Tuesday, July 31, 2012

Life-Sized Noah's Ark Open to the Public


Audrey Barrick
July 30, 2012

A life-sized replica* of Noah's Ark is now open to the public in the Netherlands.

Dutch millionaire Johan Huibers constructed the ark, following the measurements recorded in the Bible. It is complete with animals (plastic).

The ark took four years to build and though Huibers had planned to sail it to the London Olympics, which opened last week, he wasn't able to make it after being asked to clear everything with the fire department first, according to Sky News.

Huibers had built a smaller version of the biblical ark in 2007. That first ark drew hundreds of thousands of visitors.

The successful construction company owner has stated that his goal with the ark is to point people to the Bible and God.

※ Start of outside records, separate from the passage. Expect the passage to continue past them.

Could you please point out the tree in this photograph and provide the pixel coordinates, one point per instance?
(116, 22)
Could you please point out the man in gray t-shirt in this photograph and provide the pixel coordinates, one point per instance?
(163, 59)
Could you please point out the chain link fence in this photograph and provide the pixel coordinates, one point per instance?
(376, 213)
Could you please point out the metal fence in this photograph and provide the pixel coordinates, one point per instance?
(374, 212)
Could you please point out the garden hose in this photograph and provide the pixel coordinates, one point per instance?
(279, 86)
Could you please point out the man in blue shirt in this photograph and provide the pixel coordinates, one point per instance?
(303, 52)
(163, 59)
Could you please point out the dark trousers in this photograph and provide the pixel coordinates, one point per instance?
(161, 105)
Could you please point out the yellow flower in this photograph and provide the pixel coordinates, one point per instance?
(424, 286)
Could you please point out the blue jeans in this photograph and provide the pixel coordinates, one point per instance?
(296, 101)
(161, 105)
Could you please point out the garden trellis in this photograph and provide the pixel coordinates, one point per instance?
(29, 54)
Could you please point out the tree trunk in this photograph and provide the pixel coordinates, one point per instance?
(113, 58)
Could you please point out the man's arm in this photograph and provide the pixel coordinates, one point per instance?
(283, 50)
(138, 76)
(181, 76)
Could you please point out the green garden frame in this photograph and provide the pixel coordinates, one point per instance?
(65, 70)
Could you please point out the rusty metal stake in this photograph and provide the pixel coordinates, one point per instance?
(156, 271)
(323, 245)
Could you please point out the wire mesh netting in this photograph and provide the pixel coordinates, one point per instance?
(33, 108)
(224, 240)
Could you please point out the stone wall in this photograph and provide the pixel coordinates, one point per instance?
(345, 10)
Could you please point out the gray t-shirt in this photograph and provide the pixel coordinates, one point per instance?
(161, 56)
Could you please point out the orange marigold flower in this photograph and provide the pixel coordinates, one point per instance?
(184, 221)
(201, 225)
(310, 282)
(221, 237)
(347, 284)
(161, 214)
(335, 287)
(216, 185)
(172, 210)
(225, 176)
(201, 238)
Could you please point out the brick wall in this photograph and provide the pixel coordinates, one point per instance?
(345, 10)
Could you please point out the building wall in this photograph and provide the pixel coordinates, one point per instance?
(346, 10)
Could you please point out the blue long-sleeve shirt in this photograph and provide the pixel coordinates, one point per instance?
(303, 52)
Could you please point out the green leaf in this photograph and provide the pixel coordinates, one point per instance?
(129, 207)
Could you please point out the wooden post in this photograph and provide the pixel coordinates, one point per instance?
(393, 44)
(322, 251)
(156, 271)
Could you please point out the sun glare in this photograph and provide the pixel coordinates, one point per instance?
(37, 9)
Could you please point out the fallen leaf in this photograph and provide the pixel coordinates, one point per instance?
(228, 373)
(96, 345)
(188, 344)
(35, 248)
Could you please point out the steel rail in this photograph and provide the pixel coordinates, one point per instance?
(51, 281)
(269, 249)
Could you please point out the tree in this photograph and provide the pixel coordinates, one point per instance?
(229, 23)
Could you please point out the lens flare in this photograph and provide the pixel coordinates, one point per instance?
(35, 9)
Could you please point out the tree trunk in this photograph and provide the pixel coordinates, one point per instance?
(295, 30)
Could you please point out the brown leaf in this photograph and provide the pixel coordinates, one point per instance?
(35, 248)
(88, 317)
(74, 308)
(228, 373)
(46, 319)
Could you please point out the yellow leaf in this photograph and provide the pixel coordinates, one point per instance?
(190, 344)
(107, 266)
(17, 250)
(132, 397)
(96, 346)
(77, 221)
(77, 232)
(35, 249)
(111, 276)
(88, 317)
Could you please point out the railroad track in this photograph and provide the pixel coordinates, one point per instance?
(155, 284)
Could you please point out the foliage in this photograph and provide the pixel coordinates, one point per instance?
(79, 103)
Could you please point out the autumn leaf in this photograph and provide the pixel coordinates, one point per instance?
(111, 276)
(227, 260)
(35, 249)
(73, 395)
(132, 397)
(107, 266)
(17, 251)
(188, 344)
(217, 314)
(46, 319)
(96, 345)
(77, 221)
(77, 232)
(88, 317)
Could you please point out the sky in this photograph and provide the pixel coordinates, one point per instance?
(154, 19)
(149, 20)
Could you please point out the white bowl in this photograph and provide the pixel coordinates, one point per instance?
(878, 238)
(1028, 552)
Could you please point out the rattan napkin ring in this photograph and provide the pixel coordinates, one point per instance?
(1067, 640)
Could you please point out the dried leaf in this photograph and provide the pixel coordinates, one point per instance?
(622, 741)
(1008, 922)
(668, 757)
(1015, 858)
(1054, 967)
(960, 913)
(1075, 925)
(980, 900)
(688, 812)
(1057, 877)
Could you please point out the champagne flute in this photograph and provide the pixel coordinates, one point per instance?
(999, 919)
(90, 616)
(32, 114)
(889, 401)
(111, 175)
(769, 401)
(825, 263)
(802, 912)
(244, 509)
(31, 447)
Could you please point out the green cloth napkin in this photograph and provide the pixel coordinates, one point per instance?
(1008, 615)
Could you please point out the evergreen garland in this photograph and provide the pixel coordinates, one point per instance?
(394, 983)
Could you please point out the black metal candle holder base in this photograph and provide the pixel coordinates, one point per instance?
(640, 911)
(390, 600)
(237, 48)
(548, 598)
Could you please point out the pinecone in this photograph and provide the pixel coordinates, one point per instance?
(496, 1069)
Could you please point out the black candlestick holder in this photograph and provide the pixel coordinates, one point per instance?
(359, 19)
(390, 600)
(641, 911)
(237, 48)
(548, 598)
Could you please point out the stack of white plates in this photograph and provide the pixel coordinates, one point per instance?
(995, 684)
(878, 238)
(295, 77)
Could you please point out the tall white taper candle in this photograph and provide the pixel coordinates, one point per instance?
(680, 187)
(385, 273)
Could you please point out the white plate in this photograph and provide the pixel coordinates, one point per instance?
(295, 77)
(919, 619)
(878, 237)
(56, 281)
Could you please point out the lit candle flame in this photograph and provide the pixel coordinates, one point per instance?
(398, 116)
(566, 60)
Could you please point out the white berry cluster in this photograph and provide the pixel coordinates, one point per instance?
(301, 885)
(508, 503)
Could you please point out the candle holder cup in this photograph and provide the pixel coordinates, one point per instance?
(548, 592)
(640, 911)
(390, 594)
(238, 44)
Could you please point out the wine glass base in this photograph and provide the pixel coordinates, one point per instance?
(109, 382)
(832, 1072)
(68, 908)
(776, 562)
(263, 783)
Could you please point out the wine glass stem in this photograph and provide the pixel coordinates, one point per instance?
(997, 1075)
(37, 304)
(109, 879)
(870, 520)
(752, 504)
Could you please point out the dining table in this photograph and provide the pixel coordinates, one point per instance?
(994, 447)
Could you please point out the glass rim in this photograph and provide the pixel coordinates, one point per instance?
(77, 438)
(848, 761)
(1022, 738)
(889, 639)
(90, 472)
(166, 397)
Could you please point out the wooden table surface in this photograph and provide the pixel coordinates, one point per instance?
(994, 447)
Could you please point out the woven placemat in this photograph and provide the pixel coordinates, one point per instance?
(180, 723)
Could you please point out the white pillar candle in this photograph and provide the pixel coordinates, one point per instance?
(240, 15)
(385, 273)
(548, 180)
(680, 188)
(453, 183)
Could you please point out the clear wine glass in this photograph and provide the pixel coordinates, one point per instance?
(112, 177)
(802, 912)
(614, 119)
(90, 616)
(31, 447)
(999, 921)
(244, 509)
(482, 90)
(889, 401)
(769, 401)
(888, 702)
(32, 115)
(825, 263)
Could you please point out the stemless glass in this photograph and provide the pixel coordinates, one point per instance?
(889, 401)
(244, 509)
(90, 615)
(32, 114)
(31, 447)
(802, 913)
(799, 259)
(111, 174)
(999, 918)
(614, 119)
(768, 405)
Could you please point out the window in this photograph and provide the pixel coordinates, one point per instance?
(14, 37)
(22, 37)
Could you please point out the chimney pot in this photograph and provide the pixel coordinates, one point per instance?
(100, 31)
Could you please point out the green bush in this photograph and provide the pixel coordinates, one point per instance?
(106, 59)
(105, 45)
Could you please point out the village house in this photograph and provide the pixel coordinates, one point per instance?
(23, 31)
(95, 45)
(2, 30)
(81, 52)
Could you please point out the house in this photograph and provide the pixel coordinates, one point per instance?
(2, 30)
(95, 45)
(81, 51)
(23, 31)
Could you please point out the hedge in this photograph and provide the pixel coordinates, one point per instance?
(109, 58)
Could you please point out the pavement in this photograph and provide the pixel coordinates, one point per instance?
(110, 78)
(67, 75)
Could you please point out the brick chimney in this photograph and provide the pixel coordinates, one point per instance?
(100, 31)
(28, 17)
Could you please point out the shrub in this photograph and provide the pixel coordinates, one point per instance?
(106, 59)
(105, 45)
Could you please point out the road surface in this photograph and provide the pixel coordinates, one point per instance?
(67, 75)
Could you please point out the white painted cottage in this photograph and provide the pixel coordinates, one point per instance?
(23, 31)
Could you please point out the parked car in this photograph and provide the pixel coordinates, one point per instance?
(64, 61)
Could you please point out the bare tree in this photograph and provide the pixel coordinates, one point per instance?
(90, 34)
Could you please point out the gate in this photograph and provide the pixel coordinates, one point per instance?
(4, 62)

Deborah Venema-Huibers, manager of the ark, noted to Sky News that they have been receiving requests from people worried that the world will end this year, according to conspiracies related to the Mayan calendar.

Dec. 21, 2012, marks the end of the Mayan calendar, and some believe the end of the world will fall on that day. Meanwhile, Christians have emphasized that no one can know the date of the end times, as stated in Scripture.

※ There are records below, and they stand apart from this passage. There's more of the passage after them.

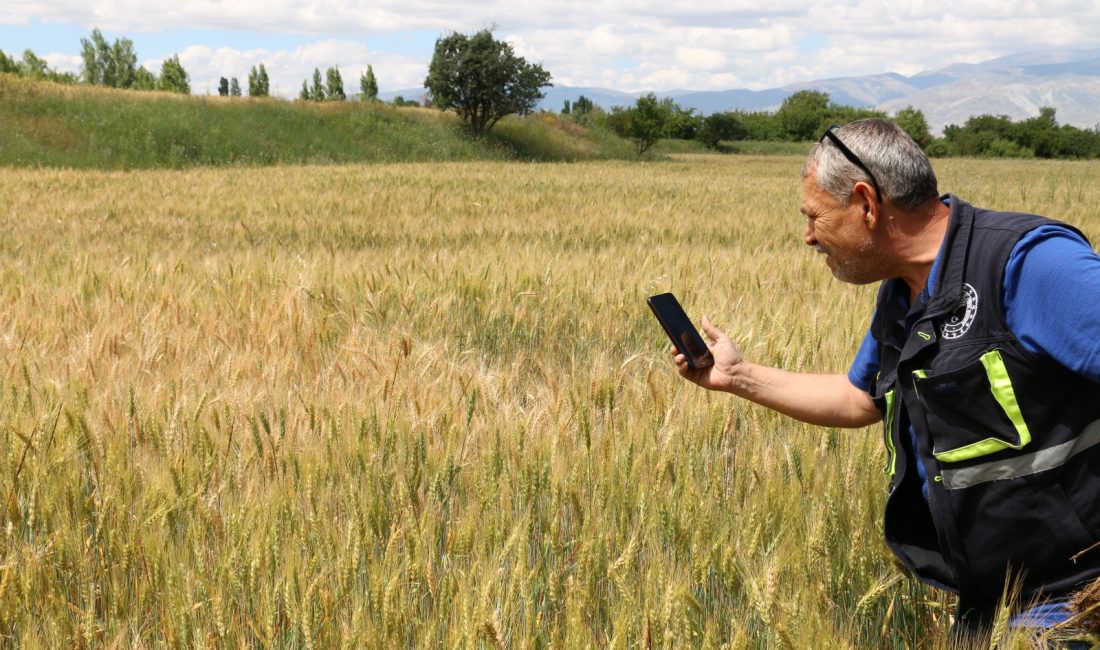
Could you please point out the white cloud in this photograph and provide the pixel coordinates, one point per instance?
(700, 58)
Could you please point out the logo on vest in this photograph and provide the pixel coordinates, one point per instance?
(960, 320)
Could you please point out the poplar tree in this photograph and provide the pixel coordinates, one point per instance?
(369, 86)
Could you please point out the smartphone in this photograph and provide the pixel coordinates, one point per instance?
(680, 330)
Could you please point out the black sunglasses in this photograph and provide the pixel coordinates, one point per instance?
(853, 158)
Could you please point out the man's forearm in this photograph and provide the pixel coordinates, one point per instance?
(828, 400)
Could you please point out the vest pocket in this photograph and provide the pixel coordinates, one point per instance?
(888, 421)
(971, 411)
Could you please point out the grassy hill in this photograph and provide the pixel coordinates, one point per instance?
(48, 124)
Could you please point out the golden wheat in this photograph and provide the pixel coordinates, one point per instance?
(425, 405)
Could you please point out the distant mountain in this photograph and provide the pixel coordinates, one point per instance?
(1015, 86)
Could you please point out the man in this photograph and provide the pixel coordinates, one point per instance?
(982, 360)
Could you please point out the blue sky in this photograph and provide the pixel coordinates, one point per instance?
(628, 46)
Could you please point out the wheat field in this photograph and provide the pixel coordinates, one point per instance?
(426, 406)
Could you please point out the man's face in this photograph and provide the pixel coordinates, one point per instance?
(842, 234)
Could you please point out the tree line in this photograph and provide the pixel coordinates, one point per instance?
(482, 80)
(805, 114)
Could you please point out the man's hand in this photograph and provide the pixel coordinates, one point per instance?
(820, 399)
(727, 357)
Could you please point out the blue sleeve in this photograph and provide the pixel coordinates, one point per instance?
(1052, 298)
(866, 364)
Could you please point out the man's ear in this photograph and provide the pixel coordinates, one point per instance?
(869, 202)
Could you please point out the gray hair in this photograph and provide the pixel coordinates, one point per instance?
(899, 165)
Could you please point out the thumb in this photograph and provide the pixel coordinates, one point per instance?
(714, 333)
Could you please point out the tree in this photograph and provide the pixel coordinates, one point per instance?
(803, 113)
(259, 84)
(482, 79)
(369, 86)
(718, 127)
(122, 67)
(647, 122)
(95, 54)
(317, 90)
(144, 79)
(333, 85)
(103, 64)
(174, 77)
(681, 123)
(263, 83)
(8, 64)
(912, 121)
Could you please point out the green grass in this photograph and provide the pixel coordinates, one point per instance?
(46, 124)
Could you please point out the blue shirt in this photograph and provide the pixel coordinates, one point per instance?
(1052, 292)
(1052, 287)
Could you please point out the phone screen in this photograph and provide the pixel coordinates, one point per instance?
(680, 330)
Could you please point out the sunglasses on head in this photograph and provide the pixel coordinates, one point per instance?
(851, 157)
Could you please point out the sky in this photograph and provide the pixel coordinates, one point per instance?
(628, 46)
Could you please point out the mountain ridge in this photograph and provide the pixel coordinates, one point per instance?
(1015, 85)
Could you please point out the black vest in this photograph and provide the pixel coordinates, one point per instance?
(1010, 440)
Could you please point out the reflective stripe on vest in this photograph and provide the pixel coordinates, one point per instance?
(1023, 465)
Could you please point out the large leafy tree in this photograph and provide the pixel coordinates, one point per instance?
(802, 114)
(482, 79)
(333, 85)
(369, 86)
(648, 121)
(105, 64)
(174, 78)
(259, 83)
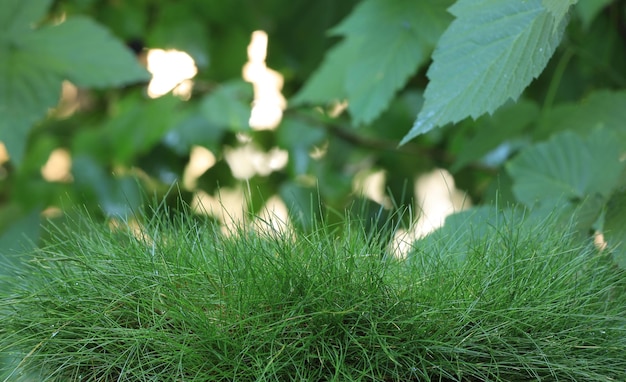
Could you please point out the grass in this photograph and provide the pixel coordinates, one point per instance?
(517, 301)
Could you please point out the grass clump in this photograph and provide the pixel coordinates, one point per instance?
(179, 301)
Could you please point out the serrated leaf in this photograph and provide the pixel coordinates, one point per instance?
(86, 54)
(615, 227)
(372, 63)
(599, 109)
(588, 10)
(567, 167)
(558, 8)
(487, 56)
(17, 16)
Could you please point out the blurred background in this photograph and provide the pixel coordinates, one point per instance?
(237, 107)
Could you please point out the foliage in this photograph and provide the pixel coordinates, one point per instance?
(555, 141)
(520, 298)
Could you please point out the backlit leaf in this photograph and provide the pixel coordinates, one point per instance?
(487, 56)
(385, 43)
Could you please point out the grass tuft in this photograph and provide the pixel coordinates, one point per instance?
(180, 301)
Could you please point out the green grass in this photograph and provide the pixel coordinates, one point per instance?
(505, 301)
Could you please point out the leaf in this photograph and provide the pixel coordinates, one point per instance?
(615, 227)
(86, 54)
(326, 84)
(35, 62)
(372, 63)
(27, 91)
(488, 55)
(17, 16)
(567, 167)
(558, 8)
(391, 54)
(588, 10)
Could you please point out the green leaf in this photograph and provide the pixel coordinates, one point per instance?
(490, 132)
(392, 53)
(27, 91)
(567, 167)
(588, 10)
(17, 16)
(373, 63)
(487, 56)
(35, 62)
(558, 8)
(615, 227)
(86, 54)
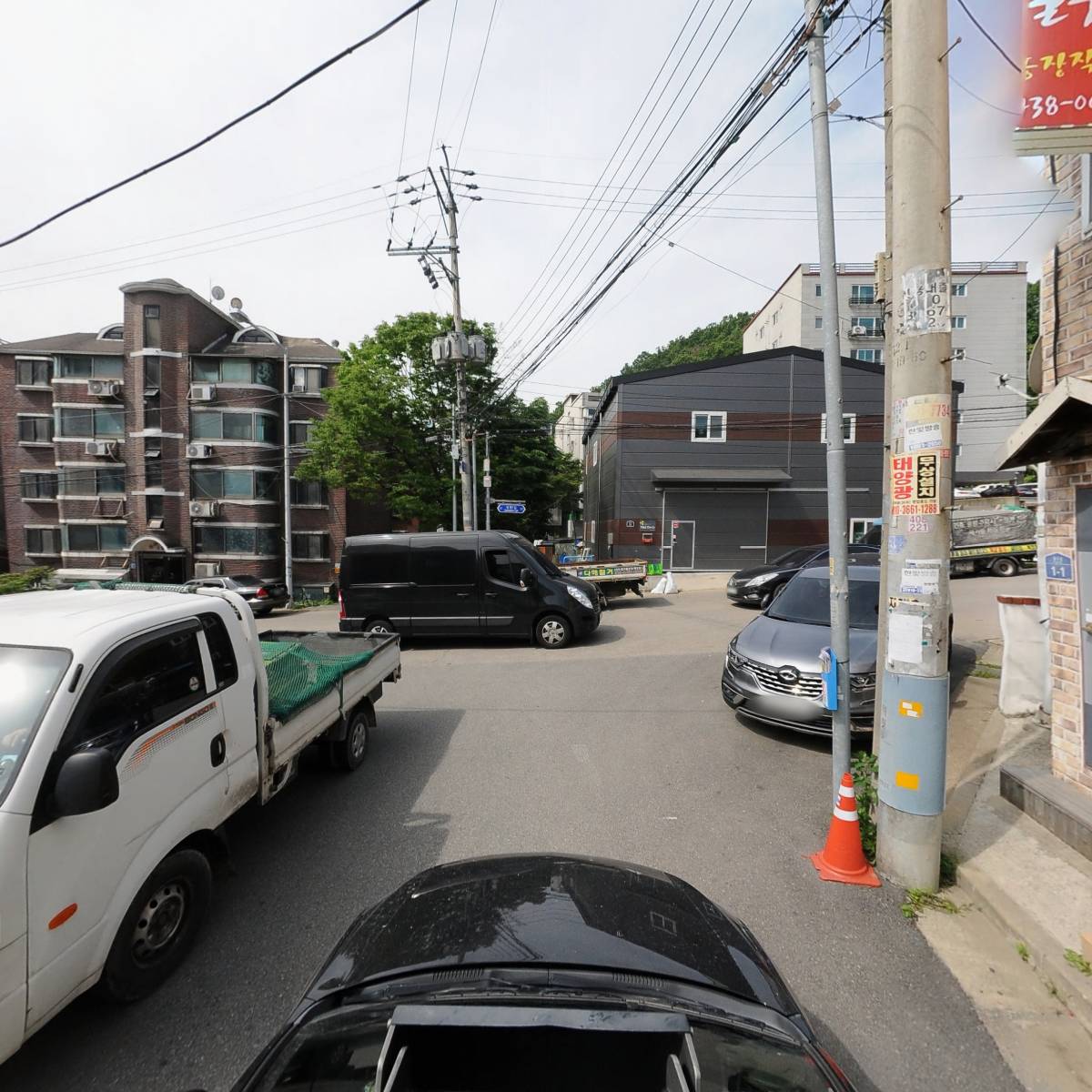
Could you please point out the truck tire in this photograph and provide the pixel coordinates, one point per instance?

The Huibers have rejected the requests for space on the ark, telling them that it is a museum and not a "rescue boat."

The account of Noah's Ark is recorded in the first book of the Bible. Noah, deemed the only righteous man in the wicked world, was given detailed instructions by God to construct an ark that would save him, his family and two of every kind of animal as God would send a flood to destroy all living creatures on earth.

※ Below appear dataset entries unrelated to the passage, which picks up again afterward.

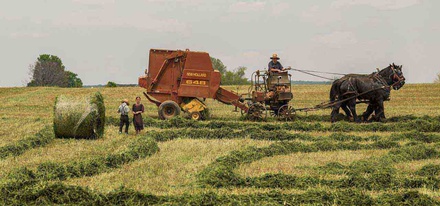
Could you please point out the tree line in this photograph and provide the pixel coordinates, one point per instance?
(49, 71)
(234, 77)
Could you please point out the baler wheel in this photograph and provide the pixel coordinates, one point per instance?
(168, 109)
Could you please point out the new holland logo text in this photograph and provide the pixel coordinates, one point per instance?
(195, 74)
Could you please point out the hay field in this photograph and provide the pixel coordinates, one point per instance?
(223, 160)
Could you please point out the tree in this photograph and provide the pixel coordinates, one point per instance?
(47, 73)
(217, 64)
(236, 77)
(49, 70)
(111, 84)
(73, 80)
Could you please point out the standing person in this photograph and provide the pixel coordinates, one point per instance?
(138, 109)
(274, 65)
(124, 109)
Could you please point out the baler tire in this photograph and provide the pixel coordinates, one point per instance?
(168, 109)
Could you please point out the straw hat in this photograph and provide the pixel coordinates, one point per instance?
(274, 56)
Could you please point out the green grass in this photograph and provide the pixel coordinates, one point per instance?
(223, 160)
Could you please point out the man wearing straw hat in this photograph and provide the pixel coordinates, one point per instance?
(123, 110)
(275, 65)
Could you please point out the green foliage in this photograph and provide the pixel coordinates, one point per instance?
(73, 80)
(51, 58)
(49, 70)
(236, 77)
(111, 84)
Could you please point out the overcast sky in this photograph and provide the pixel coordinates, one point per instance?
(109, 40)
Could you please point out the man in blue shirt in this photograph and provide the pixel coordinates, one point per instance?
(275, 65)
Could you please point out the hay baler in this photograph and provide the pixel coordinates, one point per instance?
(178, 80)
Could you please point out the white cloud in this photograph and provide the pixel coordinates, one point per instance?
(320, 16)
(108, 18)
(337, 39)
(379, 4)
(94, 2)
(243, 7)
(33, 35)
(280, 8)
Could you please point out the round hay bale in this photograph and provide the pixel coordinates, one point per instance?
(79, 117)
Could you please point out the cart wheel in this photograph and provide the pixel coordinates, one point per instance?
(168, 109)
(196, 116)
(257, 112)
(286, 113)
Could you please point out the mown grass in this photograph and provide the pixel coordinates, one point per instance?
(325, 175)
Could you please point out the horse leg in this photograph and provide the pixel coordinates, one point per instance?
(380, 112)
(352, 106)
(346, 110)
(335, 111)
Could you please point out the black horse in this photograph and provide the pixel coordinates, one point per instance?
(375, 88)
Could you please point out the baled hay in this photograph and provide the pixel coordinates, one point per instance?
(79, 117)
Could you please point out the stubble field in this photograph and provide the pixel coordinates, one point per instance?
(224, 160)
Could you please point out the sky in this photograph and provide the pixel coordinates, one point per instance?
(109, 40)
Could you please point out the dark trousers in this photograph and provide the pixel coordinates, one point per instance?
(124, 121)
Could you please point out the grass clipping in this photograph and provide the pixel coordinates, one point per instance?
(79, 117)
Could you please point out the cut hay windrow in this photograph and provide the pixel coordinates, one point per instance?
(40, 139)
(221, 172)
(60, 194)
(280, 135)
(420, 124)
(142, 147)
(81, 117)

* It was built approximately to scale, however is 1/2 the length and 1/3 the width of the Biblical dimensions. It was built to show the world how massive the Ark was and how so many animals could have been housed for a long time. It was built in smaller scale so it would be able to travel around Europe, navigating the canals, bridges, and rivers en route. The historical Ark had the same capacity as more than 500 train boxcars.